Milbank Misplays The Race Card
I submit that, not only does Washington Post columnist Dana Milbank unfairly play the race card against Alabama Senator Jeff Sessions; in his myopic view, he totally fails to see where and how it actually should be played on the issue of illegal immigration.
WaPo columnist Dana Milbank headlines: Forget Politics. This Battle Is Personal
Alabama’s Jeff Sessions sure knows how to nurse a grudge. Talking about his family earlier this year, the Republican senator recalled that "Lincoln killed one of them at Antietam."
Now he is turning his prodigious anger on legislation the Senate is expected to approve on Thursday that would allow millions of illegal immigrants to become citizens. In the process, Sessions is taking on the White House, his leaders in the Senate, the Congressional Budget Office and business interests at home.
"This bill is one of the worst pieces of legislation to come before the Senate," he proclaimed at a news conference yesterday, his second on the topic in as many weeks. He paused, unsatisfied with that superlative. "It’s the worst piece of legislation to come before the Senate since I’ve been here."
This is absolutely political and were I from the South, I might take offense at Milbank’s choice of lede. It’s at least plausible that by highlighting Senator Session’s Southern roots while introducing the immigration issue, Milbank could be accused of subtly suggesting Sessions has racist motivations.
After all, isn’t that the same prodigious anger Milbank clearly states Sessions is turning against immigration legislation? Read it again without the break.
Alabama’s Jeff Sessions sure knows how to nurse a grudge. Talking about his family earlier this year, the Republican senator recalled that "Lincoln killed one of them at Antietam." Now he is turning his prodigious anger on legislation the Senate is expected to approve on Thursday that would allow millions of illegal immigrants to become citizens.
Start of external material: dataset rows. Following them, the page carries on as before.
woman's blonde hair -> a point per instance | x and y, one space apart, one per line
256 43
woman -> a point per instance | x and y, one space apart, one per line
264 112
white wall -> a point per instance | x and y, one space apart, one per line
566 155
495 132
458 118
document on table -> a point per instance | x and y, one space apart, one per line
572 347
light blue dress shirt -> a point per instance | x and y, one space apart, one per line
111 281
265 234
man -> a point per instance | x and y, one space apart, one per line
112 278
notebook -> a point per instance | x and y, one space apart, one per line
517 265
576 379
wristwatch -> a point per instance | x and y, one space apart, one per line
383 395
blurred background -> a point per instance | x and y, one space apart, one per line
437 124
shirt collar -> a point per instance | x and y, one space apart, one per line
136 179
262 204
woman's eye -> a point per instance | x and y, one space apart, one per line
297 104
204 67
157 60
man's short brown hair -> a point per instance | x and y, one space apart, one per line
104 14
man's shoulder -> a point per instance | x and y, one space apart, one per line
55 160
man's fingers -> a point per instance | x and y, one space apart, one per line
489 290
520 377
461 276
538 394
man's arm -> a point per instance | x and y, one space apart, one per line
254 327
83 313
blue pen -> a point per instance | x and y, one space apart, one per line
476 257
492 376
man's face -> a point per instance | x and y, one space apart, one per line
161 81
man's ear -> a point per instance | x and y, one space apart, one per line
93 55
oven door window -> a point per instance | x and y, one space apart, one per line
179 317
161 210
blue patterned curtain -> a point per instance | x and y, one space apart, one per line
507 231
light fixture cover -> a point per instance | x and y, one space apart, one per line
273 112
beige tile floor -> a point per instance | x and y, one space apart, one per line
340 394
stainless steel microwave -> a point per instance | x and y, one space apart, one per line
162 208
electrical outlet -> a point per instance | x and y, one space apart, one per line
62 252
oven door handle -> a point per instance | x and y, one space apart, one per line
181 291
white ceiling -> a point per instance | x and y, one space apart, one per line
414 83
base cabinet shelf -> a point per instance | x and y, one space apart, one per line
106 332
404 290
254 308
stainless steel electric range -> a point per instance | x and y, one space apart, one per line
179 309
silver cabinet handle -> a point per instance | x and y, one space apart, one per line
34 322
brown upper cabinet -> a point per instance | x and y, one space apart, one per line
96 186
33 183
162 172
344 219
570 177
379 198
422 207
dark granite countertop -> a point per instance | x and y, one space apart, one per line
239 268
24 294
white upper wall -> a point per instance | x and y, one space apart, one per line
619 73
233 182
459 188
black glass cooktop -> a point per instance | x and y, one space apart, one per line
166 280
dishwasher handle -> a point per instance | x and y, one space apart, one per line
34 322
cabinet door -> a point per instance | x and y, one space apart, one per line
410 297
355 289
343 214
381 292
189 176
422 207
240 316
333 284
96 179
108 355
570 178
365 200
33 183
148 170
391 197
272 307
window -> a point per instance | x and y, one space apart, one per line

What Milbank fails to take into account is the incredible anger many Americans, North and South, Black, White, Brown and Red are feeling at this atrocious undermining of the value of American citizenship. And although it’s spelled out for him in his own story, Milbank misses the point as to where the race card could justifiably be played.
Linda Scott of PBS’s "NewsHour" pointed out that the Alabama Farmers Federation takes the opposite view.
The senator fired back: "They want cheap labor and they’re not considering the interest of the United States of America."
Cheap farm labor? Of a different color and at a lower wage? Come on, Mr. Milbank. If you are such a keen observer of things, why don’t you call a spade a spade? Or is that Mexican in this case?
Between special interest groups served by a growing underclass and big business special interests intent on maintaining a steady supply of cheap labor, it’s apparent to many in this debate who has the interests of America in their heart … and who is simply looking for access to the 2006 equivalent of, or next best thing to slaves.